In the first part of the thesis, we predicted regulatory elements with potential regulatory impact on gene expression by incorporating several annotations tracks. Then, we created the funMotifs framework that enables the identification and analysis of functional transcription factor (TF) motifs in a tissue-specific manner (Paper I). The TF motifs were described by different chromatin signals from various genomics platforms. Afterwards, the data were merged into a functional score of the motif using logistic regression.
Subsequently, funMotifs was used to characterize a map of regulatory mutations and regulatory elements in 37 cancer types from 2,515 samples (Paper II). We were able to identify 5,749 mutated regulatory elements containing 11,962 regulatory mutations. Additionally, we identified several dysregulated cancer-associated genes nearby the mutated elements. Finally, enrichment of cancer-related pathways was observed for the genes linked with the mutated elements.

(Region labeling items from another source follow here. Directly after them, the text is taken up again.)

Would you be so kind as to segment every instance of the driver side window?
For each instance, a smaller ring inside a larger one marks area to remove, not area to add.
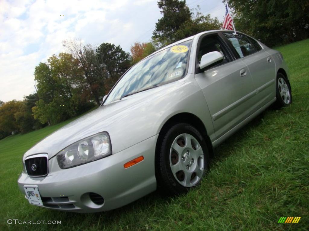
[[[197,66],[201,62],[202,56],[212,51],[218,51],[220,52],[223,55],[223,60],[222,61],[215,66],[213,66],[209,68],[213,67],[214,66],[218,66],[226,63],[230,61],[227,55],[224,47],[222,45],[220,38],[217,35],[206,36],[203,38],[201,43],[197,60]]]

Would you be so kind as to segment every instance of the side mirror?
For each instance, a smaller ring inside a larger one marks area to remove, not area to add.
[[[104,95],[104,97],[103,97],[103,99],[102,100],[102,102],[104,102],[104,100],[105,100],[105,99],[107,97],[107,95]]]
[[[218,51],[212,51],[202,56],[200,63],[201,70],[223,59],[223,55]]]

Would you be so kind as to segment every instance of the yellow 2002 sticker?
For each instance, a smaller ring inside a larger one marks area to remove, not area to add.
[[[184,53],[188,50],[188,47],[184,45],[176,45],[171,48],[171,51],[174,53]]]

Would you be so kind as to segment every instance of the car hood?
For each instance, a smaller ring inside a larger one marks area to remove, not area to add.
[[[134,126],[134,123],[138,122],[137,117],[140,115],[140,112],[144,111],[150,103],[155,99],[162,97],[167,91],[170,91],[184,83],[184,81],[181,80],[134,94],[99,107],[46,137],[25,153],[24,158],[42,153],[47,153],[50,158],[73,143],[104,131],[110,135],[113,154],[120,152],[143,140],[139,140],[135,136],[131,139],[130,142],[124,142],[126,140],[124,140],[124,139],[126,139],[121,137],[121,129],[125,127],[124,125],[131,122],[132,126]],[[123,129],[127,130],[127,128]],[[119,140],[121,138],[122,139]]]

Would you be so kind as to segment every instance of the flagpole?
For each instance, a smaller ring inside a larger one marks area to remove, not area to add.
[[[232,18],[232,25],[233,26],[233,28],[234,29],[234,33],[236,34],[236,30],[235,29],[235,26],[234,26],[234,20],[233,19],[233,17],[232,17],[232,15],[231,14],[231,11],[230,11],[230,7],[229,7],[229,5],[227,4],[227,0],[225,0],[225,3],[226,4],[226,8],[227,8],[227,12],[228,12],[229,14],[230,14],[230,17]]]

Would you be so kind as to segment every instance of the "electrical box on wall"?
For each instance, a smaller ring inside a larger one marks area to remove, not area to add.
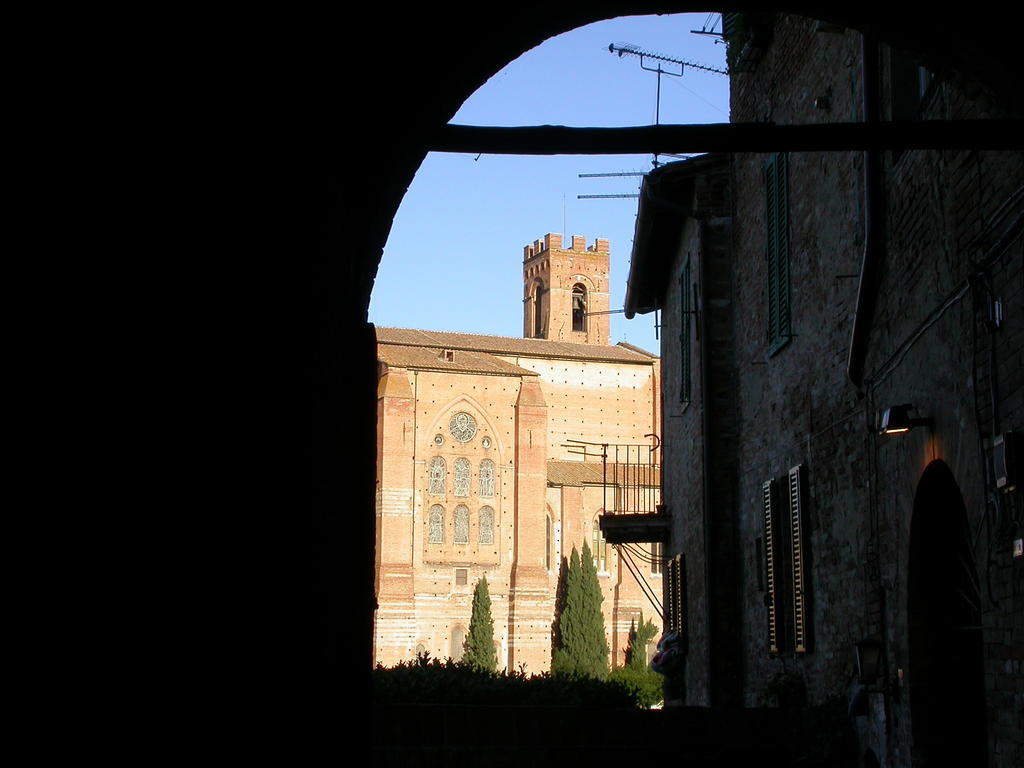
[[[1020,436],[1016,432],[1004,432],[992,440],[992,469],[995,474],[995,487],[1004,493],[1015,490],[1020,479],[1019,442]]]

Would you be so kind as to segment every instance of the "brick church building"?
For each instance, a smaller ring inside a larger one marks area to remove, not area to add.
[[[523,338],[378,328],[374,659],[459,658],[486,577],[499,667],[547,671],[561,564],[586,542],[613,666],[657,622],[657,545],[598,516],[658,501],[659,360],[609,343],[609,246],[523,249]]]

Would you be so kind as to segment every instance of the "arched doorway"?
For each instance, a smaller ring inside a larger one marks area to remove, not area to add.
[[[914,765],[986,765],[981,595],[964,499],[932,462],[913,498],[908,680]]]

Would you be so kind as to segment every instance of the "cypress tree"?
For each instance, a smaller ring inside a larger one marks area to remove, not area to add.
[[[469,634],[463,643],[462,660],[478,670],[497,672],[498,653],[495,650],[495,622],[490,617],[490,592],[487,577],[476,583],[473,590],[473,612],[469,618]]]
[[[604,678],[608,674],[608,641],[604,635],[604,596],[585,542],[583,556],[572,548],[565,579],[565,604],[559,620],[561,647],[552,658],[556,675]]]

In the second part, we focused on interpretable ML modeling with rule-based classifiers. A rule-based model (RBM) consists of a set of IF-THEN rules, which are legible and allow to determine combinations of descriptors. To analyze RBMs, we created the R.ROSETTA R package that is a wrapper of ROSETTA (Paper III). As a result R.ROSETTA gained several additional functionalities that simplify validation and interpretation of RBMs.
Visual inspection of RBMs is an essential step towards the identification of interesting descriptors of a classifier. In order to support the analysis of complex RBMs, we created the VisuNet R tool for rule network (RN) visualization (Paper IV). These networks are constructed from IF-THEN rules that constitute RBM; nodes are descriptors in rules, and an edge connects two nodes if the corresponding descriptors occur in the same rule. By creating RN for RBM, we are able to use network concepts to analyze complex health-related processes. We applied VisuNet on various datasets to illustrate the properties of the tool.
In our studies, we showed the importance of identification of relevant descriptors for biological problems. Moreover, our methods may contribute to a better understanding of complex diseases.